Speaking of lyrics, Phinehas has grown in this department greatly, over the years finding their voice. This is evident on “Break The Earth,” which rings in with white noise filling the silence, as the vocals seem hindered in the background. There is a soft, Country-sounding influence before the song explodes in screams a half minute in. Carrying a wholesome feeling without being overloaded sensory-wise, the bass adds a nice touch to the perfectly contemplated drum line as the singer aims to move mountains.
While it is hard to imagine, “I Saw the Bombs Fall” is not a political statement, the reality check holds truth nonetheless. Though some may disagree that the nation has turned smothered in offense and hatred, or so the media portrays with tragedies constantly surfacing the airwaves, the track is a reflection of the progress of the world. The bold statement starts with a mid-paced tempo with tingling guitar licks before exploding as McCulloch sings, “I woke from a nightmare.” Drum rolls like rounds of gun blasts, and it is hard to deny the listener’s heart sinking as the frontman cries, “We lost our chance to rewrite history.”
A change of pace takes place with “The 38th Parallel,” which is a chilling interlude mimicking something one would hear straight out of Stranger Things. Light static fills the void with choppy voices and soothingly eerie guitar that sends the listener floating in another dimension. It is hard to distinguish if there is strings or guitar, but it is beautiful nonetheless. The music gradually builds over time before moving into fast-paced track “Hell Below.”

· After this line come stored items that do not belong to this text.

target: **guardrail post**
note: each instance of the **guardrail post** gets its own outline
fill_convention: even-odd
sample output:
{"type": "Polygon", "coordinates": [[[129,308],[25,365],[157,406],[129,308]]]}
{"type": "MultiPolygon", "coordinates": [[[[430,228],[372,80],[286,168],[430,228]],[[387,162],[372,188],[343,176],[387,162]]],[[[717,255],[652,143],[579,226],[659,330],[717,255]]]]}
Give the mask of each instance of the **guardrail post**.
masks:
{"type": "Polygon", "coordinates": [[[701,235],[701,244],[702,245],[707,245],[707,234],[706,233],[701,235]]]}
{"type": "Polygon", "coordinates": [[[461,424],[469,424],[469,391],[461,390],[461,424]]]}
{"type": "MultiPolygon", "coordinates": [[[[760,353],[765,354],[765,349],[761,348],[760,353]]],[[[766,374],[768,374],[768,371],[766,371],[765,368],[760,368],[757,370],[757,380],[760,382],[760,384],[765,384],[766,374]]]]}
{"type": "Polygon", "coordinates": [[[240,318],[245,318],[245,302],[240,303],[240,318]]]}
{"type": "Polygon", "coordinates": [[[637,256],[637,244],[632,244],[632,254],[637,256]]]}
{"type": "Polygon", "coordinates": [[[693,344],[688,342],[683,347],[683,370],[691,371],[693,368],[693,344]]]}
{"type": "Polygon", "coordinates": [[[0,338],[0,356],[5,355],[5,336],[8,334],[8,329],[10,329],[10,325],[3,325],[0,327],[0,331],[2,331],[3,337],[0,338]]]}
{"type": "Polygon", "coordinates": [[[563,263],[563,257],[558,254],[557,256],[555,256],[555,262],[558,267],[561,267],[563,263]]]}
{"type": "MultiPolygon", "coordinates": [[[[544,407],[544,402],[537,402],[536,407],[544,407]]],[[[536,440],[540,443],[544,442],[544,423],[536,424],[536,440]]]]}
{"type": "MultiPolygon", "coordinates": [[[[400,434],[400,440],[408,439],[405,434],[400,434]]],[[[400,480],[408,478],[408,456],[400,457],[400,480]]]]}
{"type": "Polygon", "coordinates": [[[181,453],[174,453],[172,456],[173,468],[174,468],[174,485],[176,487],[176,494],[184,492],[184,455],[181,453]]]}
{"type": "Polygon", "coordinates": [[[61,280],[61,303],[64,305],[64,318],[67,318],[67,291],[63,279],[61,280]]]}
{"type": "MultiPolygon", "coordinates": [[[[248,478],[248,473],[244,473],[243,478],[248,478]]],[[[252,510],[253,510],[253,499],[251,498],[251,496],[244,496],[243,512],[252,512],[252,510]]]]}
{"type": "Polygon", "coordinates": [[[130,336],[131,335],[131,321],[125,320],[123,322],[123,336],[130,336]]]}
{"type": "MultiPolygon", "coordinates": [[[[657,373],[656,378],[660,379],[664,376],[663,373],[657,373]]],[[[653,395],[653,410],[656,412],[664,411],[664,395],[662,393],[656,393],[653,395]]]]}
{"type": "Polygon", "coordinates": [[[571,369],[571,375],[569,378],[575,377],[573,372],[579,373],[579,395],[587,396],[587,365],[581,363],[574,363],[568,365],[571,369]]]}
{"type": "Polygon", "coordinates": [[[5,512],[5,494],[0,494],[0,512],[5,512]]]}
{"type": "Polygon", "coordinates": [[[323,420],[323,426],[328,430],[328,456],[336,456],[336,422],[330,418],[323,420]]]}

Hope remains a continuous theme, not only on Dark Flag, but for the band. That said, “My Rosary” carries a message that will stick with the listener with words such as, “Hope isn’t grown. Hope is awakened.” The well balanced song holds the same formula as the rest of the album and has a great balance between the heavy, fast-paced verses and the mid-tempo chorus. Then there is “Communion for Ravens,” which also carries the same message of hope. Featured is Jimmy Ryan, original vocalist for Haste the Day, and he stands tall with McCulloch as they pledge to live in the moment. “I refuse to live dead any longer,” stands out lyrically, and the background vocals draw the listener in for the calm before the storm.
Another honorable mention of hope is “Meaningless Names.” While an ominous feeling settles in, like being stuck in a haze, sweet guitar tones drip against the soft vocals of McCulloch before voided screams drown in the background. While the track can leave the listener feeling defeated, McCulloch continues to chime in, “I have to believe something better awaits.” The track takes great contrast nearly three minutes in, bringing in the rest of the band as the singer unleashes his anguish. The intense ending really completes the inspiring feeling, conquering the previously defeated feeling with relief.

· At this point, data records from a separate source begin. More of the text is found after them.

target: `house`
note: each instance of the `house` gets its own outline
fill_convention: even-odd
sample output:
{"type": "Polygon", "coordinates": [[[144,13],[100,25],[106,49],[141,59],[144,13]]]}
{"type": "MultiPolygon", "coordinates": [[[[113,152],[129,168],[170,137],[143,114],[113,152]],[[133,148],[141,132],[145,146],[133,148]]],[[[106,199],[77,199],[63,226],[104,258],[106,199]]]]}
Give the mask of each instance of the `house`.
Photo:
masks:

Dark Flag comes full circle with ending track “Know Death; Know Forever.” Doing a phenomenal job not drawing out the longest track on the record, it begins with the music lurking in the shadows and rising to the surface like an old wound that never healed. As the guitar creeps in, the bass almost suffocates the listener before McCulloch says, “I had to be broken to be pieced back together.”

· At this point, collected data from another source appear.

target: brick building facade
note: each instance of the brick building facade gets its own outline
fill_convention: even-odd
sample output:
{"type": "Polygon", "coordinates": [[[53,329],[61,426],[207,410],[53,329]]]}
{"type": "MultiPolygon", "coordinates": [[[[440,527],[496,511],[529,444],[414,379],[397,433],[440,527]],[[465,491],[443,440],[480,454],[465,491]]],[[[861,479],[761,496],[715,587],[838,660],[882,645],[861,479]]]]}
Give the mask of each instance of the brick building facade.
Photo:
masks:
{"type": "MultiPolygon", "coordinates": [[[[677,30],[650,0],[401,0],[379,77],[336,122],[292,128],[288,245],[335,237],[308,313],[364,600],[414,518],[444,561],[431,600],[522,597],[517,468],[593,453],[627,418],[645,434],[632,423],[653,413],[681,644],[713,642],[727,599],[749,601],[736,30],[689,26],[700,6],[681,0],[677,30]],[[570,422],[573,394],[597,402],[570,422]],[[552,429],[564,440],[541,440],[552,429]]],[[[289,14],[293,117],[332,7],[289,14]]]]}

Overall, Dark Flag carries diversity both musically and lyrically. There is more variety than anticipated in the compositions individually and collectively. Phinehas is continuing to prove their strength despite the challenges they have faced, and they continue to find their voice in the new age of Metal. Dark Flag is the band’s mark of resilience. Seeing a bandage lifted is guaranteed to leave the listener feeling inspired. While some moments feel overwhelming, the songs overall carry great composure and balance. For these reasons, CrypticRock gives Dark Flag a 4 out of 5 stars.